Just as trade among individuals cannot lift everybody of poverty — otherwise India would never have seen 50% of her population living below the poverty line in 1972, trade among countries might not make all countries rich and with good reason. Such inability does not imply that we point our guns at ‘globalisation’ per se; instead it is essential to ensure that the mentioned hand maidens do their job. Trade is a harbinger of development but only when the hand maidens stop sulking and start delivering.

The following example, in the form of a fable, might cure doubting Thomases of some of their scepticism about the benefits of trade among communities/nations:

In the valley of flowers everything else has stopped growing. The human inhabitants, on the verge of starvation, have given up all hope when in walk a bunch of explorers from a neighbouring land laden with food, drink and other provisions. They are quite taken by the wild flowers of different hues and are ready to pay for these in terms of food and drink, which in any case they have in surplus. The flowers they buy enrich their lives; at the same time, inter-community trade saves the inhabitants of the flowering valley from starvation.
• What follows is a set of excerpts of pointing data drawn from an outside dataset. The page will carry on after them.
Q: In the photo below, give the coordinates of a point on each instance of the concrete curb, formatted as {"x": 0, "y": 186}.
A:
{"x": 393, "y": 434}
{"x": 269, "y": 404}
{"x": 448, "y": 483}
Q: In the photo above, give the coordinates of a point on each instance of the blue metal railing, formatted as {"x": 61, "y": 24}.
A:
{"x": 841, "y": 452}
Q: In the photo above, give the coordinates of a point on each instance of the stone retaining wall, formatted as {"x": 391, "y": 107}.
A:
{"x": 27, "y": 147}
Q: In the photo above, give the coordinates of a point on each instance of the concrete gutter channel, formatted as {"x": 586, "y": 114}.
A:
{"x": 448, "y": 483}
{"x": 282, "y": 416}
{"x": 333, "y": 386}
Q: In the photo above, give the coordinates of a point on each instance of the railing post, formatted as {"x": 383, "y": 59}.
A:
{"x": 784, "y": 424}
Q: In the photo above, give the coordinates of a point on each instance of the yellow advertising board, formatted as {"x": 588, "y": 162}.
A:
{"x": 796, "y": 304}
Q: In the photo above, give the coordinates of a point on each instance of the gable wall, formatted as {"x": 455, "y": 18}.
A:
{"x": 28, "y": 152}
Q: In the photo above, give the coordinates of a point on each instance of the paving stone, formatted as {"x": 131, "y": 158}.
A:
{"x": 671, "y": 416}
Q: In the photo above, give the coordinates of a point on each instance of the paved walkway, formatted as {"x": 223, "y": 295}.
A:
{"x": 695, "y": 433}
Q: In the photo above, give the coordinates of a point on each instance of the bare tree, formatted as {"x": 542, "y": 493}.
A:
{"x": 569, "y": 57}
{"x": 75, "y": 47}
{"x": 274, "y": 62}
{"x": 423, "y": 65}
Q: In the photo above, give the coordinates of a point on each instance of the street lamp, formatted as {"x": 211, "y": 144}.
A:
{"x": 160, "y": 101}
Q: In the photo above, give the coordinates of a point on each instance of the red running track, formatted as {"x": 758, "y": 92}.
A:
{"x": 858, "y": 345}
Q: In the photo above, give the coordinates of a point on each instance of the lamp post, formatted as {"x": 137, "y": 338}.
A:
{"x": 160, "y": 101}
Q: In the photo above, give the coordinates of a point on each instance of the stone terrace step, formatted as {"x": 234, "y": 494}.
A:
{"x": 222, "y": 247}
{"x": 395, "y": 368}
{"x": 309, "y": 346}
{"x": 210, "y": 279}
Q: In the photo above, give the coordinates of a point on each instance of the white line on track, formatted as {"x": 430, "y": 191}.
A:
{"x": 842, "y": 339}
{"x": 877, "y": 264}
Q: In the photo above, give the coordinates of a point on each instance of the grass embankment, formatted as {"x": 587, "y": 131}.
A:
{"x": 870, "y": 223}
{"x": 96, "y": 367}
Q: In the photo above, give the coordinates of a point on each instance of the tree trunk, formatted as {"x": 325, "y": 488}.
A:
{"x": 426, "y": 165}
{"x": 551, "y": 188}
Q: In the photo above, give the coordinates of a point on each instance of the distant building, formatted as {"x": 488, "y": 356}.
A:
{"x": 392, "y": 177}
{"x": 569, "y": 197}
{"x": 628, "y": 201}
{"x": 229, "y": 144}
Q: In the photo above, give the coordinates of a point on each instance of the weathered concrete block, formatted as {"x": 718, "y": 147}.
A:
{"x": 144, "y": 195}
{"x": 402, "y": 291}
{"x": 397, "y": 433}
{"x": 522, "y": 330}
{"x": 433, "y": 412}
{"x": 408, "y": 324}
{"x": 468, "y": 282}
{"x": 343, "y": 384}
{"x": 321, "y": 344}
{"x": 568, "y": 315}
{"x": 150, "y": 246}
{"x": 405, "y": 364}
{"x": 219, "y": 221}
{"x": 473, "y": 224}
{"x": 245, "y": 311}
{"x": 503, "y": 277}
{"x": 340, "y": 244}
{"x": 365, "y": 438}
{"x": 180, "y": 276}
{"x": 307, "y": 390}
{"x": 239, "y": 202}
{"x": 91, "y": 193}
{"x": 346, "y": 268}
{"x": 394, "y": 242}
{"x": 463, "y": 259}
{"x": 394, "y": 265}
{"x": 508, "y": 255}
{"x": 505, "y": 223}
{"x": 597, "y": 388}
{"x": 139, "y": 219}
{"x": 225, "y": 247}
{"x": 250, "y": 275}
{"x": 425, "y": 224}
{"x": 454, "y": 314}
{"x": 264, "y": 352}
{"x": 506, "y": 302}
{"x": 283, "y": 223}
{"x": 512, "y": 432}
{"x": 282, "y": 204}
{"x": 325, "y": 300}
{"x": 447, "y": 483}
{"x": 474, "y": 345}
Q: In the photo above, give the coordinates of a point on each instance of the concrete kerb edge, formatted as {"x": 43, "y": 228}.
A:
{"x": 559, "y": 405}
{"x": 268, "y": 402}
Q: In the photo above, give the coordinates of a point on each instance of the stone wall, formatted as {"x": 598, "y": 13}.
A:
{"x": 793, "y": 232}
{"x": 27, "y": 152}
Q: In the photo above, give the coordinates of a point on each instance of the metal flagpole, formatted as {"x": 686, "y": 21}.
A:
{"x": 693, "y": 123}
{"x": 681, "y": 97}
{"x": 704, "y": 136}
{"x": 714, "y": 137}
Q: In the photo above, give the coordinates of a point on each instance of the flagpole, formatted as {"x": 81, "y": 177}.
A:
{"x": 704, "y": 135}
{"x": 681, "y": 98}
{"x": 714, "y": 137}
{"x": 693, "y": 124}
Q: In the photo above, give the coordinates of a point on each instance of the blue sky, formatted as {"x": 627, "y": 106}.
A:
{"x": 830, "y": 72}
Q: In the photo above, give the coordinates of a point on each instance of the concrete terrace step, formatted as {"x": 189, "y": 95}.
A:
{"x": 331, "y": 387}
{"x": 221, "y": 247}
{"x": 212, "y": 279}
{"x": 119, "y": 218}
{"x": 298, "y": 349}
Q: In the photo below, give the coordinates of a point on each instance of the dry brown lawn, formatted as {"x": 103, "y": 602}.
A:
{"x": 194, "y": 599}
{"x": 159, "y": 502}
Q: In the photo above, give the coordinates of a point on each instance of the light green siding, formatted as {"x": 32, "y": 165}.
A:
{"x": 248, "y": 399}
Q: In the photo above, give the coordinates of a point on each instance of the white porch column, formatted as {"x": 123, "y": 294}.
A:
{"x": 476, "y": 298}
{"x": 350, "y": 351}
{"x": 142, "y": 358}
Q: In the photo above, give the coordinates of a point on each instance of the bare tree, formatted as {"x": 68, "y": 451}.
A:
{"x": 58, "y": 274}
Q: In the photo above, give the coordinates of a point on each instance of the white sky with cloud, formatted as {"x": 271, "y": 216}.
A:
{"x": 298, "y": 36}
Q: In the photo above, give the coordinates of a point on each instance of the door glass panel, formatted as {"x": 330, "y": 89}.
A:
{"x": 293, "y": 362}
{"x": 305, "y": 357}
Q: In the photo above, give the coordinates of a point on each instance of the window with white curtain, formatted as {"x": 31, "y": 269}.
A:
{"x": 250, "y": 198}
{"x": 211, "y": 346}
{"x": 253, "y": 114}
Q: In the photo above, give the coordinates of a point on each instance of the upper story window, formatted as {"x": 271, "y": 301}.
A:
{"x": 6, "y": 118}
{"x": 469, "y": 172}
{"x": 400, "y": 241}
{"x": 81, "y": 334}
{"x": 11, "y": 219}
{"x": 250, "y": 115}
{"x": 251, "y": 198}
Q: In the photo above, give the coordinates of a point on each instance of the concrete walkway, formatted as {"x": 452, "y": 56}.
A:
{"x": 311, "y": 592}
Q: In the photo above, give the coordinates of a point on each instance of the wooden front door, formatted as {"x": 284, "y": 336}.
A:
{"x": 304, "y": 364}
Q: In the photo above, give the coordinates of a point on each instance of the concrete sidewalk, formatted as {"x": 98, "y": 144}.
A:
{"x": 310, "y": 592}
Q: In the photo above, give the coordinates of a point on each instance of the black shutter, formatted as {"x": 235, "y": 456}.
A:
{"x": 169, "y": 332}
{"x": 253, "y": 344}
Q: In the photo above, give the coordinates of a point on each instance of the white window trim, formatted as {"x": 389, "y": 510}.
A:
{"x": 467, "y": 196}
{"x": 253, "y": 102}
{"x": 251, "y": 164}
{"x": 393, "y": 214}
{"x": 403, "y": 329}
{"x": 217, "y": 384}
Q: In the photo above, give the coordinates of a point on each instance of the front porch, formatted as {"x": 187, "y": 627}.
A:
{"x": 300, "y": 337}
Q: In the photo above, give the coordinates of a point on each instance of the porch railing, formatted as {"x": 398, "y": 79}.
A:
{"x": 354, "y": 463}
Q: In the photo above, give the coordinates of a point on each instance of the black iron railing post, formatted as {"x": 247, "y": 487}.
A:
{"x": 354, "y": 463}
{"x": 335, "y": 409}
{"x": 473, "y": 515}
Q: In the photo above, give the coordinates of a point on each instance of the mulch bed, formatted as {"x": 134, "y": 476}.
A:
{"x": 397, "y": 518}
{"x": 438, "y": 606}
This fable, with a Bollywood type saccharine ring to it, nevertheless is both illustrative and representative of the huge potential benefits that might flow from trade — gains that have been exploited by South Korea, then China and finally India and Vietnam to grow and escape from the poverty trap. This is not to say that international trade will be the saviour under all circumstances. As pointed out earlier, the presence of opportunities for trade among individuals, though essential for their survival, is often not sufficient; it is then foolish to expect international trade to have all the answers. Just like poor individuals, poor countries may remain so because they have nothing to offer the rest of the world.

Trade in this case might just become a distraction; it results in no additional income but introduces countries to the attractions of the global market place. Some borrow, spend on these attractions and get mired knee deep in debt. Is this any different from a man borrowing a huge amount from the local money lender and going on a spending spree? Moreover, is this a good reason for every country to close its trading doors to the rest of the world? Of course not; the potential benefits dwarf the losses that might result from misuse of the trading instrument. All of man’s modern inventions—the telephone, television, internet, credit cards to name just a few— can and have been misused. But given the huge benefits that they confer on society and humanity, nobody calls for a ban on these; their use and popularity increase by the month. Why should ‘international trade’ be the odd one out?